One problem with adopting "methodological naturalism" or "methodological materialism" as the definition of science is that it involves science in nonempirically based material explanations of reality. If we merely defined science as the search to understand chains of material causality and removed from science the burden of justifying a worldview if necessary by pure imagination, such as with alternate universes, the focus of science would be made more healthy and keen, more on target. The concepts that the use of a term like "methodological materialism" implies are unnecessarily broad and embroil science in imaginative flights that conflict with other syntheses which also incorporate all known empiricial knowledge but which may be contrary to the imaginative constructs of imagined material causalities that are not emprirically verifiable. There is no reason to suppose that science must be able to come up with material causality for the Big Bang, but only that if we look at the Big Bang scientifically we would be looking for such causality. In the absence of empirical evidence science properly should stop. One may have intuition that there may be empirical evidence not yet uncovered to support a hunch one has and people are free to search out these hunches but until they have empirical support they should not be considered science. Science should be protected from that kind of thinking. Materialism accepts speculations as truth but science demands material explanation be empirically supported in order for it to be accepted as knowledge...

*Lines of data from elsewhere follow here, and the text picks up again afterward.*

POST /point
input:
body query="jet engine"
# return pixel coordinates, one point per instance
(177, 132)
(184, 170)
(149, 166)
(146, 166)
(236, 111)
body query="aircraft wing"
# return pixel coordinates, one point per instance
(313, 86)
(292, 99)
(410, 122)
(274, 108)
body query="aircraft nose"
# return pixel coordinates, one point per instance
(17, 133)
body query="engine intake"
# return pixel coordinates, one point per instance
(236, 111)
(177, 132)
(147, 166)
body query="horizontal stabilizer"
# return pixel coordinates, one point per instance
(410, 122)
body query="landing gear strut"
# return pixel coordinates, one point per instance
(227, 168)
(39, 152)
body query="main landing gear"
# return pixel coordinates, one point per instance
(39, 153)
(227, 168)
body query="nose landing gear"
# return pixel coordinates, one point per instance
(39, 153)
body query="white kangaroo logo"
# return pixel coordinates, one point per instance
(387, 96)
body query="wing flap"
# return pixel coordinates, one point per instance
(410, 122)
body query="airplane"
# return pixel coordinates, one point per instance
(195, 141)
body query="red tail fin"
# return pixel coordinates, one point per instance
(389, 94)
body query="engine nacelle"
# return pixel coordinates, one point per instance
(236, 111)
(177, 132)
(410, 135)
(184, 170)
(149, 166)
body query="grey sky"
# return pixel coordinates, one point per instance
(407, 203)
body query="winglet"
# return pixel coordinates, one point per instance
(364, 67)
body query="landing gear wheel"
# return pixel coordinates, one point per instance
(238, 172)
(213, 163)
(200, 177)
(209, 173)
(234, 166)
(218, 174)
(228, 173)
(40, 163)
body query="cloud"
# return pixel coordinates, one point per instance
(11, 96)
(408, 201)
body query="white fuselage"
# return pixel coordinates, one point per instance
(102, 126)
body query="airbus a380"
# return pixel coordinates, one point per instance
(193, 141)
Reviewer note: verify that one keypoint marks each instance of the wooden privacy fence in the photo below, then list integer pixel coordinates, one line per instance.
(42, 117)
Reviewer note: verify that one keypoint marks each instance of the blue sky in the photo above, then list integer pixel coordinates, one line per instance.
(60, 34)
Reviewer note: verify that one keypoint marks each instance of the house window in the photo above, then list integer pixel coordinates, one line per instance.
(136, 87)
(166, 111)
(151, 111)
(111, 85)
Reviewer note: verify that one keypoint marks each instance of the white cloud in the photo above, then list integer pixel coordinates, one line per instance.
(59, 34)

The following are some arguments that seem to me to be keeping faith with materialism but not with science:

-Social Darwinism

-Marxist conceptions of human nature

-the transspermia theory that Francis Crick and others adopted

- the belief that the first living cells were planted on our planet by alien lifeforms (alien lifeforms would still be denizens of the natural world so Crick avoids the difficulty of dealing with the complexity of life without breaking faith with materialism, through pure imagination, and this is sometimes called science because irresponsible people keep conflating science with materialism).

-The authors of Rare Earth , convinced that the earth is so finetuned for life that indeed life on earth is the only life in the universe, keep faith with materialism nevertheless by postulating that in the future mankind developes so much that they go back and seed themselves, or something preposterous like that. The bottom line is there is no empirical evidence and this is not science but science fiction and such things often masquerade as science.

-The theories of alternate universes- speculation that is ingratiating to materialism but unsupported by science.Science and materialism should be clearly distinguished so that scientists can do their work without unnecessary associations and consequent hassles with trieing to fight materialisms battles for it on non empirical bases.